Stress e stabilità emotiva
Le emozioni, se ben gestite e utilizzate, possono dare la «carica» e aumentare notevolmente l'efficacia delle nostre azioni. Quando non sono accettate, riconosciute, «comprese» danno luogo a sfoghi emotive incontrollabili o a reazioni emotive bloccate, diventando uno stimolo negativo, un freno per le nostre azioni. L'esasperazione di ciò può portare allo stress. Lo stress negativo è determinato da fattori diversi:
»abitudini sbagliate (sottoporsi a carichi di lavoro
fisici e mentali esagerati, rimanere svegli a lungo…);
» forti insicurezze (ansia da prestazione, mancata accettazione degli sbagli e degli insuccessi…);
» problemi affettivi (mancata accettazione di dolori, malattie, perdite…).
Relazioni e introspezione emotiva
La stabilità emotiva è difficile da raggiungere e da mantenere; il disagio che ne deriva spesso si esprime nell'eccessiva timidezza o nell'aggressività, che porta a reagire a uno stimolo negativo con la violenza verso l'esterno o verso l'interno.
Timidezza e aggressività esprimono disagio interiore.
Solitamente la risposta più immediata a questo è una reazione di allontanamento dalla persona o dalla situazione che le provoca. Diviene più semplice, in questo contesto, mantenere o stabilire relazioni con i compagni attraverso Internet. Tuttavia se prolungato questo può portare a una chiusura delle relazioni e a problematiche legate a solitudine, disistima, ansia.

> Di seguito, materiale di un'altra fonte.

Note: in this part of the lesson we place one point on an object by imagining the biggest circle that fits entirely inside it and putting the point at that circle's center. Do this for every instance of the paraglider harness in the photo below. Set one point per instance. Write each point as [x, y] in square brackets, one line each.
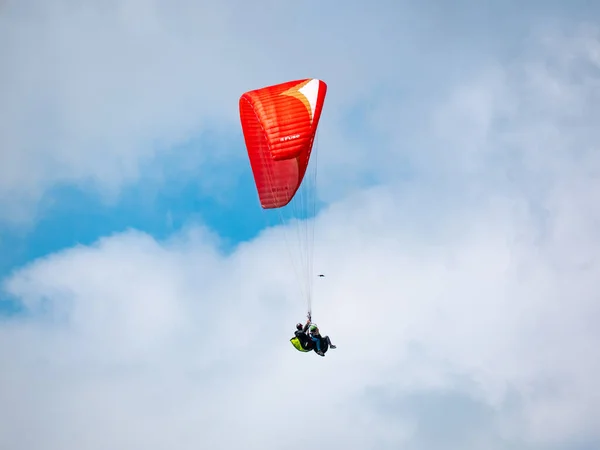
[310, 344]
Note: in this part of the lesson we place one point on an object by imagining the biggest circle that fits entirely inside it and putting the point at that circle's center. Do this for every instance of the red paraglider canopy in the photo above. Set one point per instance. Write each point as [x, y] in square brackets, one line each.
[279, 124]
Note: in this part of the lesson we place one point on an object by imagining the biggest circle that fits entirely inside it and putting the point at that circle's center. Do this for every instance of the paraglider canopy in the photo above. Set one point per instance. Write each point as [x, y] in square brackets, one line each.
[279, 123]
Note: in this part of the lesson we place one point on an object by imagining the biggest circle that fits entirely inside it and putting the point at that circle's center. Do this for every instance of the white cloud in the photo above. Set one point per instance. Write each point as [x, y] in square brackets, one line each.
[470, 291]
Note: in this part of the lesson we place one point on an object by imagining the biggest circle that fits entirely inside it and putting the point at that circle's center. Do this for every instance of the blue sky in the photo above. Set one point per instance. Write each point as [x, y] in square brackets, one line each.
[457, 226]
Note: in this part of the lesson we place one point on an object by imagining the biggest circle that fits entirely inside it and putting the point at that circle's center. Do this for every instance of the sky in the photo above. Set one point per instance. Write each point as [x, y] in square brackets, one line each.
[147, 302]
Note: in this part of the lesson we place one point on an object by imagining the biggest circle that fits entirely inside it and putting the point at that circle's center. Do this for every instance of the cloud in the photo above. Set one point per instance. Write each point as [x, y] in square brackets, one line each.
[463, 300]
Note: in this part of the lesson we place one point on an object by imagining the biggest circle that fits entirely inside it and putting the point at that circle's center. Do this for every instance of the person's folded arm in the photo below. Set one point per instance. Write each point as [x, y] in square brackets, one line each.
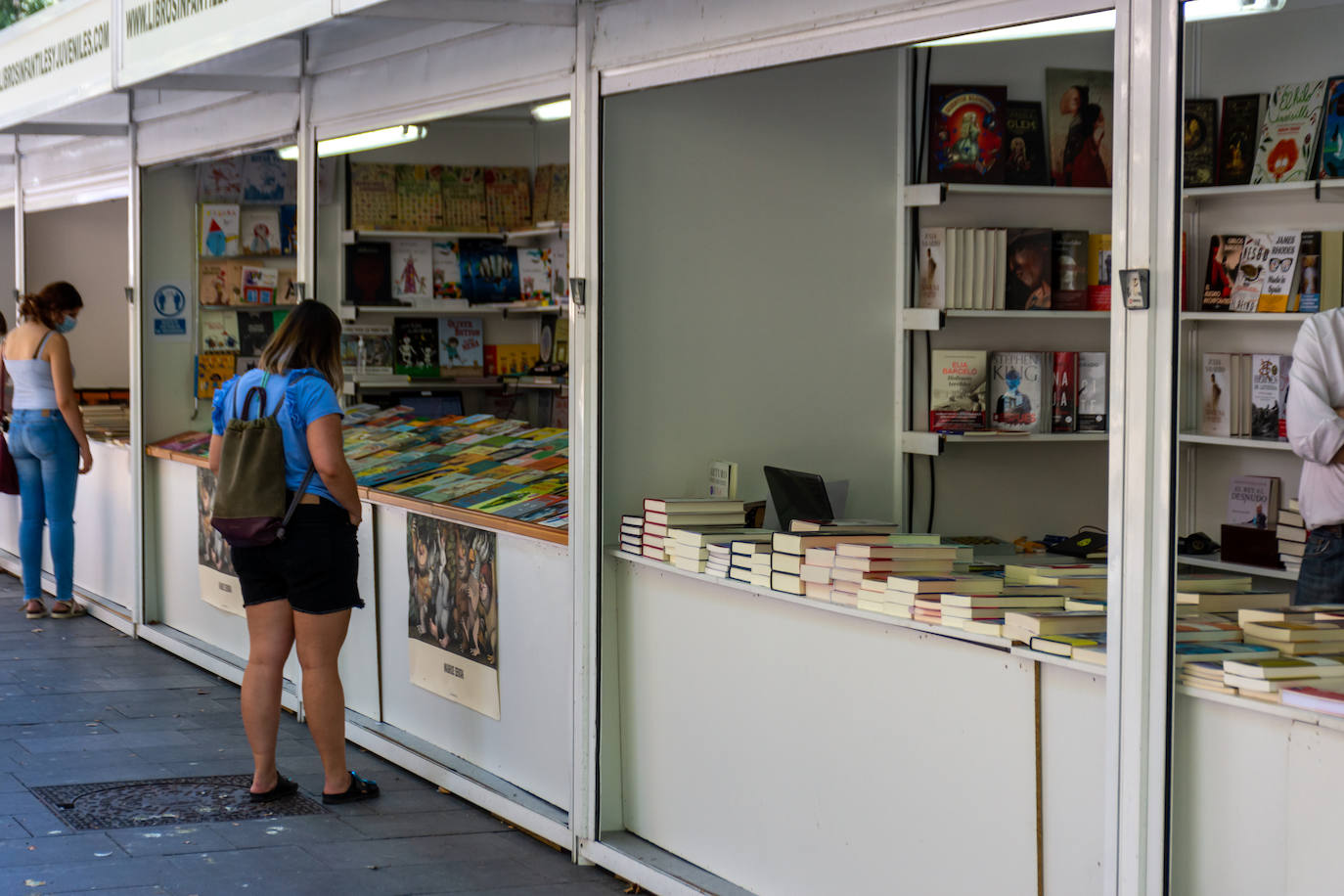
[1315, 428]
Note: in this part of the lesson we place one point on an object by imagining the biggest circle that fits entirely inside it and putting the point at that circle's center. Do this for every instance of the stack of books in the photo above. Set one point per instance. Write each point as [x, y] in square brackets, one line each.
[632, 535]
[750, 563]
[1292, 538]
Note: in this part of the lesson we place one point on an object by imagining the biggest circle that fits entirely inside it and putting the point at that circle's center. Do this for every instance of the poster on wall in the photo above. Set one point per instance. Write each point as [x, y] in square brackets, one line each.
[453, 612]
[219, 586]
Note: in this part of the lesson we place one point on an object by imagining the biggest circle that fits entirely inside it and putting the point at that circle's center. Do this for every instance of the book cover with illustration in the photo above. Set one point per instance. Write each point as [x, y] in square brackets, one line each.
[258, 231]
[1019, 395]
[1063, 405]
[413, 270]
[966, 135]
[1242, 118]
[221, 284]
[957, 381]
[933, 273]
[1199, 139]
[1070, 270]
[489, 272]
[448, 273]
[1269, 389]
[218, 230]
[1286, 146]
[416, 347]
[1028, 270]
[461, 345]
[268, 177]
[1253, 501]
[1281, 272]
[1225, 259]
[1332, 129]
[1251, 272]
[1098, 272]
[1026, 161]
[1215, 396]
[1093, 398]
[1078, 107]
[219, 182]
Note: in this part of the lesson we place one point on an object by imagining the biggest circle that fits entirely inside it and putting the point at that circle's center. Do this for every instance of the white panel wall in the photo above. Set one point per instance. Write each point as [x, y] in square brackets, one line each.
[747, 280]
[87, 246]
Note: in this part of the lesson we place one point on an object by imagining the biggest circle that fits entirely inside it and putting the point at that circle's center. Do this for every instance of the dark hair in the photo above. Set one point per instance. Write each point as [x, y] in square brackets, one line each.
[308, 338]
[51, 305]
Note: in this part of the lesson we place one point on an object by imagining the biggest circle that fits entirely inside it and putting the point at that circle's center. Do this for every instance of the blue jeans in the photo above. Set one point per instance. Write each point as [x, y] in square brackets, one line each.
[47, 458]
[1322, 579]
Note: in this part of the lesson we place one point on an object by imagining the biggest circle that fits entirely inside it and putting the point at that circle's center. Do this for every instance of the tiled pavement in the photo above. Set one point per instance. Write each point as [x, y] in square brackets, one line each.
[82, 702]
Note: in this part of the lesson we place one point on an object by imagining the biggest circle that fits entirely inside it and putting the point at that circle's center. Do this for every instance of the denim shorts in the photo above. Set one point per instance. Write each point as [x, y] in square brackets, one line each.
[1322, 579]
[315, 567]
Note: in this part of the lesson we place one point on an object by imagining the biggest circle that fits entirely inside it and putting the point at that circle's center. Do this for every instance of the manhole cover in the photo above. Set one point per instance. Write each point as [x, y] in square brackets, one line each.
[168, 801]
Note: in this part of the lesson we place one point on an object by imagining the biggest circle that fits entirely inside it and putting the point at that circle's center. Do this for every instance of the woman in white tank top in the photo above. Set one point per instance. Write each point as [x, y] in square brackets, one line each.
[47, 441]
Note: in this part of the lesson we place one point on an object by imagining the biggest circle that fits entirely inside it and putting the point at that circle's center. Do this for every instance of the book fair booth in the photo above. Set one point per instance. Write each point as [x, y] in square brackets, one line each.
[1010, 287]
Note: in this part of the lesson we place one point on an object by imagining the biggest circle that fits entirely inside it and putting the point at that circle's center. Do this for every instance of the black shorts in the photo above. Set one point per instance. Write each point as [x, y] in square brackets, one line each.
[316, 567]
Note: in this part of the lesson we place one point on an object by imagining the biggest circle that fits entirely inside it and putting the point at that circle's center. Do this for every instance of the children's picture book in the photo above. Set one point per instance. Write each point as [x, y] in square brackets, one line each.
[218, 230]
[957, 383]
[369, 273]
[489, 272]
[933, 272]
[1225, 259]
[1281, 272]
[1070, 276]
[1063, 405]
[1286, 146]
[259, 285]
[413, 270]
[1093, 399]
[1215, 414]
[1332, 129]
[1019, 392]
[1253, 501]
[1242, 118]
[1028, 270]
[1199, 137]
[219, 182]
[254, 330]
[1078, 107]
[1098, 272]
[416, 352]
[1024, 155]
[966, 133]
[461, 345]
[221, 283]
[258, 230]
[448, 273]
[1269, 388]
[219, 332]
[268, 179]
[534, 276]
[1250, 273]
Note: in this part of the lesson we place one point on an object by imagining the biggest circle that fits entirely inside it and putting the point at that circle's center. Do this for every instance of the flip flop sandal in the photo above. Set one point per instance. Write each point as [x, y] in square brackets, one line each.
[284, 787]
[359, 788]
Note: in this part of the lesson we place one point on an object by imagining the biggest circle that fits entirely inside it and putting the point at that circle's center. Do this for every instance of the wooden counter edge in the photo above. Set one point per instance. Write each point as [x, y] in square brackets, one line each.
[467, 517]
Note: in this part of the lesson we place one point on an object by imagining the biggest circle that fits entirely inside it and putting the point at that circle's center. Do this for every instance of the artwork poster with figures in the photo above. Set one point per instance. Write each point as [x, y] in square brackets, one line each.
[453, 612]
[219, 586]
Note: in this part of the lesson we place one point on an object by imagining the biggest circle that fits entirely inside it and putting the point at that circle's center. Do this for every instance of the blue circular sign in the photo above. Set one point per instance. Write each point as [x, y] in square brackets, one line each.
[169, 301]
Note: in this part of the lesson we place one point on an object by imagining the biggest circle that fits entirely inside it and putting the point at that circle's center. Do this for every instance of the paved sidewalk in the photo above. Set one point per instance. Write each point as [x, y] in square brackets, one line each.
[81, 702]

Solo sviluppando una personale capacità di guardarsi dentro, di esplorare i propri stati d'animo, sarà possibile riconoscere le proprie emozioni e imparare a sfruttarle per conoscere noi stessi, riconoscere gli altri e saper muovere le azioni . L'educazione alle emozioni è un allenamento a stare immersi nel sentire e nelle spinte che nascono dentro di noi.
Domande da interrogazione
- Qual è l'importanza dell'emotività durante l'adolescenza?
- Come si può comunicare e gestire le emozioni?
- Quali sono le conseguenze delle emozioni represse?
- Come influiscono le emozioni sulla stabilità emotiva e sullo stress?
L'emotività si intensifica nell'adolescenza, rendendo le reazioni emotive più forti e difficili da gestire, come evidenziato nel testo.
Comunicare le emozioni è fondamentale, ma in momenti difficili si può avvertire il bisogno di reprimerle. È importante accoglierle e decidere se condividerle o metterle da parte.
Le emozioni represse non scompaiono; influenzano il comportamento e si manifestano attraverso espressioni facciali e posture, come descritto nel testo.
Le emozioni, se gestite bene, possono potenziare le azioni, mentre se non riconosciute possono portare a stress e reazioni emotive incontrollabili, come indicato nel testo.